House debates

Thursday, 17 August 2017

Motions

Qualifications of Members

3:02 pm

Photo of Joel FitzgibbonJoel Fitzgibbon (Hunter, Australian Labor Party, Shadow Minister for Agriculture) Share this | Hansard source

I will, Mr Speaker. This motion is urgent because people out there in the community are watching this parliament, and they are seeing a rabble. They are seeing a Deputy Prime Minister who, by his own admission, is not validly sitting in this place. They are seeing a Deputy Prime Minister and a minister for agriculture, resources and Northern Australia sitting in this place, and they are asking themselves: how can people in those sectors take this minister seriously when there is such a black cloud hanging over his head?

Already, people are asking themselves about the capacity of this Deputy Prime Minister. In four years in that portfolio, he has not done one thing to help the agriculture community. People in the mining sector and other sectors now have a very low expectation about his capacity to do any more. The government needs to explain, again, what is the difference between the case of Senator Canavan and the case of the current member for New England. I cannot understand the position of the Prime Minister. He heard the Minister for Agriculture and Water Resources admit himself that he is a goner in the High Court. He has kicked off his campaign in New England. I say to you, Prime Minister: if he's accepting his demise, it's time you accepted it.

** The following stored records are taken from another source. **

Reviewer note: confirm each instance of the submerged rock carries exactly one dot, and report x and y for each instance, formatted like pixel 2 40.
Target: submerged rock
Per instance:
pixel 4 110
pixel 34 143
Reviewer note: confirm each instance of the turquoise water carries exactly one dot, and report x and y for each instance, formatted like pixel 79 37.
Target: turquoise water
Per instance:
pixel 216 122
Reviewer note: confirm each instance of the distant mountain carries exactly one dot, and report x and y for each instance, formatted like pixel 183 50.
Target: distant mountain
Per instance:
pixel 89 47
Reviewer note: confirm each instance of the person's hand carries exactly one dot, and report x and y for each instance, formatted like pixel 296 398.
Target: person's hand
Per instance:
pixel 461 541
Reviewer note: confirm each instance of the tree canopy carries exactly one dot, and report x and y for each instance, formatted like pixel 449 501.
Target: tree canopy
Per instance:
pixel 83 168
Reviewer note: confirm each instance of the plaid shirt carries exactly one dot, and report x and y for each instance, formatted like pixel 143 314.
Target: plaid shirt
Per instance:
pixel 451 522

We thought we might hear better from the Prime Minister. We thought he might take some responsibility. He has form in not taking responsibility. His failed NBN project is a perfect example. But we would have thought that, as a Prime Minister of this country, someone holding such high office, he would stand up and take responsibility for the actions of the Deputy Prime Minister. It's apparently everyone else's fault but the Deputy Prime Minister's. It's New Zealand's fault. It's the Labor Party's fault. It's anyone's fault but the Deputy Prime Minister's. He has a responsibility to his constituents. He has a responsibility as Deputy Prime Minister and to the electorate more broadly to concede, admit, accept and take responsibility for his own actions and inactions and step aside both from his portfolio responsibilities and from his right to vote in this place until the High Court has come to a conclusion on the matter he himself and his own government—not the Labor Party, not the opposition, but his own government—has referred to the High Court.

So it's time, Deputy Prime Minister, for you, for the first time in your 10 years in this place—remember that, for 10 years you have sat in this place with a big question mark hanging over your head—to take responsibility for your own actions and, indeed, inactions.